Tiny Rust Compile Tricks
Small Rust compile-time tricks that I’ve found useful in my projects
· 2 min read
Tiny rust tricks I’ve learnt #
Description #
These implementations may or may not result in performance gains but I found them quite useful
include_str!
#
I used this in llmperf when I realised that the sonnet file never changes. If you are always using read_to_string on the same file everytime, you can consider baking your str directly. Note there is a size limit.
// instead of
let input_str = fs::read_to_string("sonnet.txt")?;
// use
let input_str = include_str!("sonnet.txt");Note: There are definitely different use cases, whether you want the text to be available at compile time. My str never changes and it can be baked with the binary.
build.rs
#
The use case for this is usually for linking C here. But I found it interesting to build arrays or structs.
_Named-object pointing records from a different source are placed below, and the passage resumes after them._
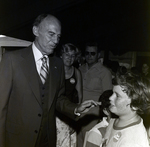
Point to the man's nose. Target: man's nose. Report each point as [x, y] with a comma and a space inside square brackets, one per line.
[55, 39]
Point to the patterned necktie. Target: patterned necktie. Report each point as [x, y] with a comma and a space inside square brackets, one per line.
[44, 69]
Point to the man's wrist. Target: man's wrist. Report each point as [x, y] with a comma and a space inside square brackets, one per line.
[76, 113]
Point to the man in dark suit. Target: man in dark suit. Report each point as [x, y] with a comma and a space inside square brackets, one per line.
[27, 104]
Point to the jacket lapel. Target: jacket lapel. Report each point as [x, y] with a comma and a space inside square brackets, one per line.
[30, 71]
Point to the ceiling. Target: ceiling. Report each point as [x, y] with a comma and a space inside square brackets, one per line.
[117, 25]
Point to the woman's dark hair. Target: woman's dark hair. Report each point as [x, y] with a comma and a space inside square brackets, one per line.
[137, 88]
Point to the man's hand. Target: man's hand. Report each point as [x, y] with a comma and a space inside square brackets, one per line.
[86, 106]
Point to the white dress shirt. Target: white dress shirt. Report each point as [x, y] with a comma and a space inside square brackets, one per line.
[37, 56]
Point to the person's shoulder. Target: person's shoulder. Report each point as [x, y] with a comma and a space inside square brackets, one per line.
[56, 60]
[82, 66]
[16, 52]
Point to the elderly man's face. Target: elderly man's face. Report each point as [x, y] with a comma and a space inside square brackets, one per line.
[47, 35]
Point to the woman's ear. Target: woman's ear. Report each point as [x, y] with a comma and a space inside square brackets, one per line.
[35, 30]
[134, 108]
This is the build.rs from my project mock-openai
// build.rs
use std::env;
use std::fs::File;
use std::io::{BufWriter, Write};
use std::path::Path;
fn main() {
// 1. Tell Cargo to rerun this script if the sonnets or tokenizer change
println!("cargo:rerun-if-changed=build/sonnets.txt");
println!("cargo:rerun-if-changed=build/tokenizer.json");
let raw_string = include_str!("build/sonnets.txt");
let tokenizer = tokenizers::Tokenizer::from_file("build/tokenizer.json").unwrap();
let tokens = tokenizer.encode(raw_string, false).unwrap();
let decoded_tokens: Vec<String> = tokens
.get_tokens()
.into_iter()
.map(|s| serde_json::to_string(s).expect("Failed to escape token string"))
.collect();
let out_dir = env::var("OUT_DIR").unwrap();
let dest_path = Path::new(&out_dir).join("generated.rs");
let mut f = BufWriter::new(File::create(&dest_path).unwrap());
writeln!(f, "pub static TOKENIZED_OUTPUT: &[&str] = &[").unwrap();
for token in &decoded_tokens {
// We use {:?} to handle escaping quotes/newlines in the strings
writeln!(f, " {:?},", token).unwrap();
}
writeln!(f, "];").unwrap();
writeln!(f, "pub static MAX_OUTPUT: &str = {:?};", raw_string).unwrap();
writeln!(
f,
"pub static MAX_TOKENS: usize = {};",
decoded_tokens.len()
)
.unwrap();
}The above was an over optimization for testing, but I noticed that tokenizers was only needed for creating the TOKENIZED_OUTPUT once, and it’s a const variable. So I was wondering if I could build a static array of &str directly.